首頁 女頻 都市言情 新婚夜被抄家?她以江山聘殘王

  礦場藥局彌漫着劣質草藥和膿血的混合氣味。斷腿的老礦工蜷在草席上,膝蓋處潰爛的傷口淌着黃水。

  他哆嗦着手,指着藥局門口排長隊領藥的礦工,對來巡查的季如歌管家嘶聲道:“官爺…新規好…可…可疤臉張說…撫恤錢…隻發七成…那三成…是孝敬趙爺和…和上面的茶水錢…”

  管家眼神一凝。回程的鐵皮車裡,他翻開新規頒布後礦工撫恤的發放名冊和錢糧支取賬本。墨寫的名字和鮮紅的指印下,實際支取的數字,與名冊登記、賬房核銷的數字,對不上。

  缺口不大,每人幾百文到幾兩,幾十兩甚至上百兩不等,但幾百個名字累加起來,賬上憑空短了将近千兩錢!而藥局采購劣質草藥、高價入賬的條子,也夾在賬頁裡。
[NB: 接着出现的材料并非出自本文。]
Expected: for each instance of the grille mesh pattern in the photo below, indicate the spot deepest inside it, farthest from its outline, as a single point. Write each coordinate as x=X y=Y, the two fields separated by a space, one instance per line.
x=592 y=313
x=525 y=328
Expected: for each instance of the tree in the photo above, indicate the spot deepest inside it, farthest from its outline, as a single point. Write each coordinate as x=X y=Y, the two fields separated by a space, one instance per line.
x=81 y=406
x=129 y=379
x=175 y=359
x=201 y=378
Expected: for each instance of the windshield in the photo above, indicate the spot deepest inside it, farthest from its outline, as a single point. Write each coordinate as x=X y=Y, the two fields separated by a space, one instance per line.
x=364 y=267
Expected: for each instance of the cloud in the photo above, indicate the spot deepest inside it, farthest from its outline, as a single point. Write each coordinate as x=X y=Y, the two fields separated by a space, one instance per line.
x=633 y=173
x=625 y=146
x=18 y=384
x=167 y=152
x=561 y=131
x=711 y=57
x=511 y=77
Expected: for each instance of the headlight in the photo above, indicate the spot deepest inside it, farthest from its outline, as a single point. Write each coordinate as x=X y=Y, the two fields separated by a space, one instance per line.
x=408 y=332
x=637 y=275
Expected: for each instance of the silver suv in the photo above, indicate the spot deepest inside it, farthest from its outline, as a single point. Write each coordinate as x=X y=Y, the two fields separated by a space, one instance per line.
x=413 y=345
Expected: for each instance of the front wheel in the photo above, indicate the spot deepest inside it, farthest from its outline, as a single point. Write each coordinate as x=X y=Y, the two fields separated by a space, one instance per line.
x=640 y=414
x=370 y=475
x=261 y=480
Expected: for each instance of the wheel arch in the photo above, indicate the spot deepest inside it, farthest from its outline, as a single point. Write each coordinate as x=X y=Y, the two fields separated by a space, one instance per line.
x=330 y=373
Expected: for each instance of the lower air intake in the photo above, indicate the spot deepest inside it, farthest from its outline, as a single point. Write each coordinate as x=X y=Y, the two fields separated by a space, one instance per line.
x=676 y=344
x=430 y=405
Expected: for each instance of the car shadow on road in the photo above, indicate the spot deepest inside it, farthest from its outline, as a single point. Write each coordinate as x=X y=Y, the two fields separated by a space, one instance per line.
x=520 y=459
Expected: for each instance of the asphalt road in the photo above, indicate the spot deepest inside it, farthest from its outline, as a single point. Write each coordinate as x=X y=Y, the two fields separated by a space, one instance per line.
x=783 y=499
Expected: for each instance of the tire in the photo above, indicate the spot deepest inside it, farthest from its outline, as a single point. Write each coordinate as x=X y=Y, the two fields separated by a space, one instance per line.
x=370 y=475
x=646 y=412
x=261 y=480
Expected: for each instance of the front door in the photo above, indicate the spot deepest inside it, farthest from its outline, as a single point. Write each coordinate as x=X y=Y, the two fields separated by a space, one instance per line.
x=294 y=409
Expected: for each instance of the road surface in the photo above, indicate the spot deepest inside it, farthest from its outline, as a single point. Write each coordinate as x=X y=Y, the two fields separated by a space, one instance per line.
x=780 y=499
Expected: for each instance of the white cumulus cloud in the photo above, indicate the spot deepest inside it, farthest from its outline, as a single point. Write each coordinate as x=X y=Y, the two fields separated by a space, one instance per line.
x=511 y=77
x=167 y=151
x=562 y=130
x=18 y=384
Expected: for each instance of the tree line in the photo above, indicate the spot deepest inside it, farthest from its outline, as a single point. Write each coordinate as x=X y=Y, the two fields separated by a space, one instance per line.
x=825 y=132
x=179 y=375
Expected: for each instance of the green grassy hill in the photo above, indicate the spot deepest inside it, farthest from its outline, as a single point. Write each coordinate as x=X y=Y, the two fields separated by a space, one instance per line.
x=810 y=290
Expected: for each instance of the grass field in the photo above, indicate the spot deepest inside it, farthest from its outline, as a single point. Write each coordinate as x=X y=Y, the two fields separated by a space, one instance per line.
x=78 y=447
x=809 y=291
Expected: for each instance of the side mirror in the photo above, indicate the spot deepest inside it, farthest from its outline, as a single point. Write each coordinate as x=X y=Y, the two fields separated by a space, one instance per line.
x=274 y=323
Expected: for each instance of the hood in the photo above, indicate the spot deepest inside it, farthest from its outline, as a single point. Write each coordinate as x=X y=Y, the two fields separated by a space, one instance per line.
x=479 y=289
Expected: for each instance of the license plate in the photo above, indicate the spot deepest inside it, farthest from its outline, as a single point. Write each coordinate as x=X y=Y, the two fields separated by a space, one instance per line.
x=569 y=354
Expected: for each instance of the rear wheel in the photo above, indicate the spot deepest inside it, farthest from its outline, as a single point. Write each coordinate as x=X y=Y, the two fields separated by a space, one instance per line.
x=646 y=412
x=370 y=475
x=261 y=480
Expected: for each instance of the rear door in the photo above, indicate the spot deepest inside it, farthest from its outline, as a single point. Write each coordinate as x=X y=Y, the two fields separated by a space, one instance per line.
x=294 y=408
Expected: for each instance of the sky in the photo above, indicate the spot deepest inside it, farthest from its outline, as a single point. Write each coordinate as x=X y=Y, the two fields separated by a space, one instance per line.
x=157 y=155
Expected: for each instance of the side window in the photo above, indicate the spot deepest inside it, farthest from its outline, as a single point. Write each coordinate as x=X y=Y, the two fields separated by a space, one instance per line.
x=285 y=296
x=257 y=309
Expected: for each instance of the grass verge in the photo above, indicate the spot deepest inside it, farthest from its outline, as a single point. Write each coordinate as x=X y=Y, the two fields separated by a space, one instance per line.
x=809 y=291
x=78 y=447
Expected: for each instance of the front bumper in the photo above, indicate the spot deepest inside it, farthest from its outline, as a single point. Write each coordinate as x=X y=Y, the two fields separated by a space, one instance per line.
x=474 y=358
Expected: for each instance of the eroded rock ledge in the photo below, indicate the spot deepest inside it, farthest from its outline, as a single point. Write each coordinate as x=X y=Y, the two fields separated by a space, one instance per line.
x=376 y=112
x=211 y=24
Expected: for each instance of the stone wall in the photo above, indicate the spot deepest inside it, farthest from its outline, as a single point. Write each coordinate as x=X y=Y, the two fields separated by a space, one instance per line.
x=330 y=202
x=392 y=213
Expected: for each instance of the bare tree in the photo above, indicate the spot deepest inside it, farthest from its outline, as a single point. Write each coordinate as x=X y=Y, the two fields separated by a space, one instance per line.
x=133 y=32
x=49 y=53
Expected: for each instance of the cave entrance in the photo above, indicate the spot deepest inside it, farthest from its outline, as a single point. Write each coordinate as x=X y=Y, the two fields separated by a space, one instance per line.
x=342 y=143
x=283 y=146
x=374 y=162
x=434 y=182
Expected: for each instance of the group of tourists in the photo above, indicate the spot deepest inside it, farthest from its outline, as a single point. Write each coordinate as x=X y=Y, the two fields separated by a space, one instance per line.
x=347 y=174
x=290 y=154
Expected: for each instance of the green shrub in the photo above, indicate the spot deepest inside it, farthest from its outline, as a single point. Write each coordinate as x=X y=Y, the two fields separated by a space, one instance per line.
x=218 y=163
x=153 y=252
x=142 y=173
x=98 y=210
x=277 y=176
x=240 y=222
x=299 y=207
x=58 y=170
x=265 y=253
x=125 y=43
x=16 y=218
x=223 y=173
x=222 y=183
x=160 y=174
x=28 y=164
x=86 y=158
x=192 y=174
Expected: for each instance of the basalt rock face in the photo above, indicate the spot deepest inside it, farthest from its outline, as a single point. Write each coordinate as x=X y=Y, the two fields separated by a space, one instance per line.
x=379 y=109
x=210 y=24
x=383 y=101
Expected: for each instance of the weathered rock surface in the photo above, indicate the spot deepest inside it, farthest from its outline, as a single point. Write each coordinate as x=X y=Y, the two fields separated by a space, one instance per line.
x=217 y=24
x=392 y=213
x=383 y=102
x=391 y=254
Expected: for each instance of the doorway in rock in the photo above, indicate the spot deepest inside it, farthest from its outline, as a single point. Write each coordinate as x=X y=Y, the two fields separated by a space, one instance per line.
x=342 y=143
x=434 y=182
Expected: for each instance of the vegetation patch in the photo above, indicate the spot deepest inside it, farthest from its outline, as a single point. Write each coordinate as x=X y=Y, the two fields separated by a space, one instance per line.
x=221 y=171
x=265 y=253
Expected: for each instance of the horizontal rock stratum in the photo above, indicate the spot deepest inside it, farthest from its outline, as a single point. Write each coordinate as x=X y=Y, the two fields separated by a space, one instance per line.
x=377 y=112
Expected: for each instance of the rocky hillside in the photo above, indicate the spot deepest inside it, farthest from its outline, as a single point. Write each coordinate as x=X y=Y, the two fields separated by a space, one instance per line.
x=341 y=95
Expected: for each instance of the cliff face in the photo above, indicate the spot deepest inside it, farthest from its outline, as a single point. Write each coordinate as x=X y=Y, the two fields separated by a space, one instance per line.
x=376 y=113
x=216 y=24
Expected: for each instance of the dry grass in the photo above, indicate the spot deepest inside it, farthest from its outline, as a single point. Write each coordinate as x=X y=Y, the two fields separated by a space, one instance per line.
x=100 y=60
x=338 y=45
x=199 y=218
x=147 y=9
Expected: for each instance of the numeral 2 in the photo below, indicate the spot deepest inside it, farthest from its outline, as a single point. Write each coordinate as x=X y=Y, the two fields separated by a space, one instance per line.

  季如歌坐在北境城議事堂上首。堂下炭火燒得旺,銅盆裡跳躍的火苗映着他毫無波瀾的臉。管家垂首肅立,将幾本攤開的賬冊和一卷藥局采購單輕輕放在烏木長案上。

  “查。”季如歌隻吐出一個字。

  當夜。疤臉工頭張魁在暖閣客棧後巷的暗娼屋裡被揪出來時,隻穿着單褲,懷裡還摟着個半老徐娘。兩個萬福村黑衣護衛像提小雞一樣把他扔在冰冷刺骨的青石闆街上。張魁的酒瞬間醒了,看着眼前管家那張毫無表情的臉和護衛手中沉重的鐵尺,褲裆一熱,癱軟下去。

  倉場司臨時辟出的黑屋裡。鐵尺抽在皮肉上的悶響和壓抑的慘嚎持續了半宿。油燈昏黃的光線下,張魁像條脫水的魚在長凳上抽搐,後背臀腿血肉模糊。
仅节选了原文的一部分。